Implement the submit_job_1_svc stub on the coordinator to set up relevant data structures for the new job.

For this part, you should only need to modify the files in the coordinator/ folder. Your RPC implementation is required to do the following:

  • Assign and return a unique job ID (starting from 0 and increasing)
  • Keep track of the current order of jobs in the queue
  • Store job information in a manner that allows quick lookup by job ID
  • Validate the provided application name

Valid job IDs should be non-negative integers. If the job is invalid (specifically, if the the provided app does not exist), return a negative job ID. You can check if the app exists using the get_app function from app/app.h.

The args field of the submit_job_request is a sequence of bytes. It should be passed as the aux argument to application map and reduce functions. Different applications may interpret args differently; you should not modify the args in any way.

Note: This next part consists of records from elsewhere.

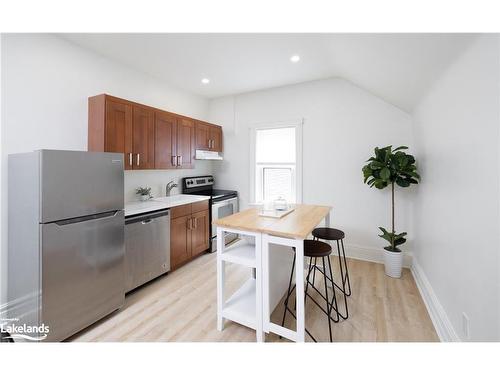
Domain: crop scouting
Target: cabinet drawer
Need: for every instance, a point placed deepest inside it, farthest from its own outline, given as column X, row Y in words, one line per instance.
column 180, row 211
column 199, row 206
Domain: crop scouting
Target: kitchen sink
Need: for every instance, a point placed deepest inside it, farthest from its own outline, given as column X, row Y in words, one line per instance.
column 174, row 198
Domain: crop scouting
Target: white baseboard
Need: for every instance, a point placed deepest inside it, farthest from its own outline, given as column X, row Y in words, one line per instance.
column 372, row 254
column 439, row 318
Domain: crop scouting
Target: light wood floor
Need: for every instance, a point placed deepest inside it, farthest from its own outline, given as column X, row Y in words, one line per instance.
column 181, row 306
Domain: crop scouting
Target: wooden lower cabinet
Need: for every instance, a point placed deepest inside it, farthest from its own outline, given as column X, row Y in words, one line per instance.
column 180, row 240
column 189, row 233
column 199, row 233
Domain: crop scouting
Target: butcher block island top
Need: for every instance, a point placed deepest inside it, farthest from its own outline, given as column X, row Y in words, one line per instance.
column 297, row 224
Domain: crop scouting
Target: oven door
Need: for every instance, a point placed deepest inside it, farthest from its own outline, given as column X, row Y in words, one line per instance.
column 222, row 209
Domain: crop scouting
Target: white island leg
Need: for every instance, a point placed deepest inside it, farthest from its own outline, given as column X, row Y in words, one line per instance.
column 299, row 285
column 220, row 279
column 299, row 334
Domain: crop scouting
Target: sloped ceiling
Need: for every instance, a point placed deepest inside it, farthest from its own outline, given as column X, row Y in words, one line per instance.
column 399, row 68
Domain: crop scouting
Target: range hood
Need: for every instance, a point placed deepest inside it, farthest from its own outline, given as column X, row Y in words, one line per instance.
column 207, row 155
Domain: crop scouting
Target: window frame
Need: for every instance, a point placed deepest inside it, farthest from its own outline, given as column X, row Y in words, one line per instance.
column 297, row 124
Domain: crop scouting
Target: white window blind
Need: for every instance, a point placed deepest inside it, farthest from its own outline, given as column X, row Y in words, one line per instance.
column 275, row 164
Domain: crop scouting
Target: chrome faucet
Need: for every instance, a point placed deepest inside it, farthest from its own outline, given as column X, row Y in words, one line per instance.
column 169, row 187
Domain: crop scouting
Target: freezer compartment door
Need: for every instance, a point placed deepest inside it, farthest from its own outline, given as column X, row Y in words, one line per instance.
column 78, row 183
column 82, row 272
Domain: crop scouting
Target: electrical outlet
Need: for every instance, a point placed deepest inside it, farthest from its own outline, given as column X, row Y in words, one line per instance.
column 465, row 326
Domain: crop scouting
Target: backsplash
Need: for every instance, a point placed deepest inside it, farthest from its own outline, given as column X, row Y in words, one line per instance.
column 158, row 179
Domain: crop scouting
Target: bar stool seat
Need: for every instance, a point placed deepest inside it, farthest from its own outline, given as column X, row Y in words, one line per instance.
column 315, row 250
column 330, row 234
column 333, row 234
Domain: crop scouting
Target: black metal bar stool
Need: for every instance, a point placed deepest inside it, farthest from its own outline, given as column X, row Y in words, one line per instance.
column 332, row 234
column 314, row 250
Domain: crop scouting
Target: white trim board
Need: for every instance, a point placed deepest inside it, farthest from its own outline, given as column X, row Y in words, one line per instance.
column 438, row 315
column 440, row 320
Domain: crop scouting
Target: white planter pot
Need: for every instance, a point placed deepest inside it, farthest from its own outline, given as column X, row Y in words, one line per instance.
column 393, row 263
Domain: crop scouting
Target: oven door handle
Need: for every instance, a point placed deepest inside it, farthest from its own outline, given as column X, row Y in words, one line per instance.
column 227, row 202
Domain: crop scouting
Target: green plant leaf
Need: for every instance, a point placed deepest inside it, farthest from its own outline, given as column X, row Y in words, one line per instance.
column 400, row 148
column 385, row 173
column 402, row 182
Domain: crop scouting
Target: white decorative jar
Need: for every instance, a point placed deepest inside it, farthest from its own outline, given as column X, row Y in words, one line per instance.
column 393, row 263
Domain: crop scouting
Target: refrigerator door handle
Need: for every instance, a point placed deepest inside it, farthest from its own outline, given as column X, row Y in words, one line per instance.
column 103, row 215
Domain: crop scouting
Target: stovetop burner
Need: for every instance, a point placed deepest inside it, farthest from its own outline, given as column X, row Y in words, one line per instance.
column 203, row 186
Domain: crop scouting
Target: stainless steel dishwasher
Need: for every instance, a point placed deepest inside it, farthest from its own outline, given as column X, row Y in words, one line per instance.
column 147, row 247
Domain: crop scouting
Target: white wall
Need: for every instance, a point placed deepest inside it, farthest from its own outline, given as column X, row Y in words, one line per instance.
column 45, row 85
column 457, row 205
column 342, row 125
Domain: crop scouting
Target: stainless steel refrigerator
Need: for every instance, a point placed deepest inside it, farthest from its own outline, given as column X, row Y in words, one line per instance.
column 65, row 239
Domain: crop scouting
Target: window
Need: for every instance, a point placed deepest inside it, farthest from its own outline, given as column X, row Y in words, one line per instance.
column 275, row 164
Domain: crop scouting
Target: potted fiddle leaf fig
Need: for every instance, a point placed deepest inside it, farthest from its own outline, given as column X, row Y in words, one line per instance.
column 390, row 167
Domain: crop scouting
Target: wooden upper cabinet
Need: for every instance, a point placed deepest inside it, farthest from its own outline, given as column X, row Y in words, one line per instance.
column 149, row 138
column 110, row 127
column 208, row 136
column 185, row 143
column 143, row 138
column 165, row 140
column 202, row 133
column 216, row 138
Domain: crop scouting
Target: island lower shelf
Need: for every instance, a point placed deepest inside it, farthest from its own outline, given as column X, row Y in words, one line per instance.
column 240, row 307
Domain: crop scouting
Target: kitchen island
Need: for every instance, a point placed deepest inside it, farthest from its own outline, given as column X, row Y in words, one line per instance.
column 264, row 249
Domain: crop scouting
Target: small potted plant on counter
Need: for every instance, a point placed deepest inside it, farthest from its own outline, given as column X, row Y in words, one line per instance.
column 144, row 193
column 386, row 168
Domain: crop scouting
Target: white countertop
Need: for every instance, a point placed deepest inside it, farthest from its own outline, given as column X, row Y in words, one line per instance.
column 160, row 203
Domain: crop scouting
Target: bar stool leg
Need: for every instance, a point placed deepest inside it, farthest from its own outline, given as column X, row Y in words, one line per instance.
column 346, row 270
column 343, row 283
column 328, row 308
column 334, row 299
column 307, row 281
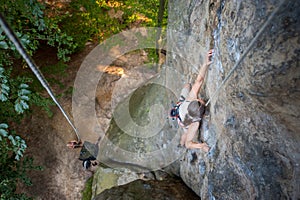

Recall that the map and reduce functions have these signatures, as defined in lib/lib.h and app/app.h:

typedef struct {
  ssize_t length;
  char* buffer;
} sized_buffer;

typedef key_value_array (*map_fn)(key_value, sized_buffer);
typedef key_value (*reduce_fn)(sized_buffer, key_value_array, sized_buffer);

POLL_JOB RPC

You should now implement the POLL_JOB RPC to allow the client to check the status of jobs.

The protocol definition has already been provided for you in rpc/rpc.x:


struct poll_job_reply {
  bool done;
  bool failed;
  bool invalid_job_id;
};
typedef struct poll_job_reply poll_job_reply;

program COORDINATOR {
  version COORDINATOR_V1 {
    ...
    poll_job_reply POLL_JOB(int) = 3;
    ...
  } = 1;
} = 0x20000001;

Implement the poll_job_1_svc stub on the coordinator to return the current status of the relevant job. Right now, your response will always have done = false and failed = false unless you receive an invalid job_id, in which case you should return invalid_job_id = true. However, we recommend updating your data structures now in a way that will require minimal direct changes to poll_job_1_svc as you work on other parts of the assignment.

If you implement POLL_JOB incorrectly, you will likely not pass any autograder tests even after implementing later parts as the tests use this RPC to check if submitted jobs complete successfully.

Keep in mind that you will not pass any tests at this point since all of the tests depend on the functionality you will be implementing in Tasks.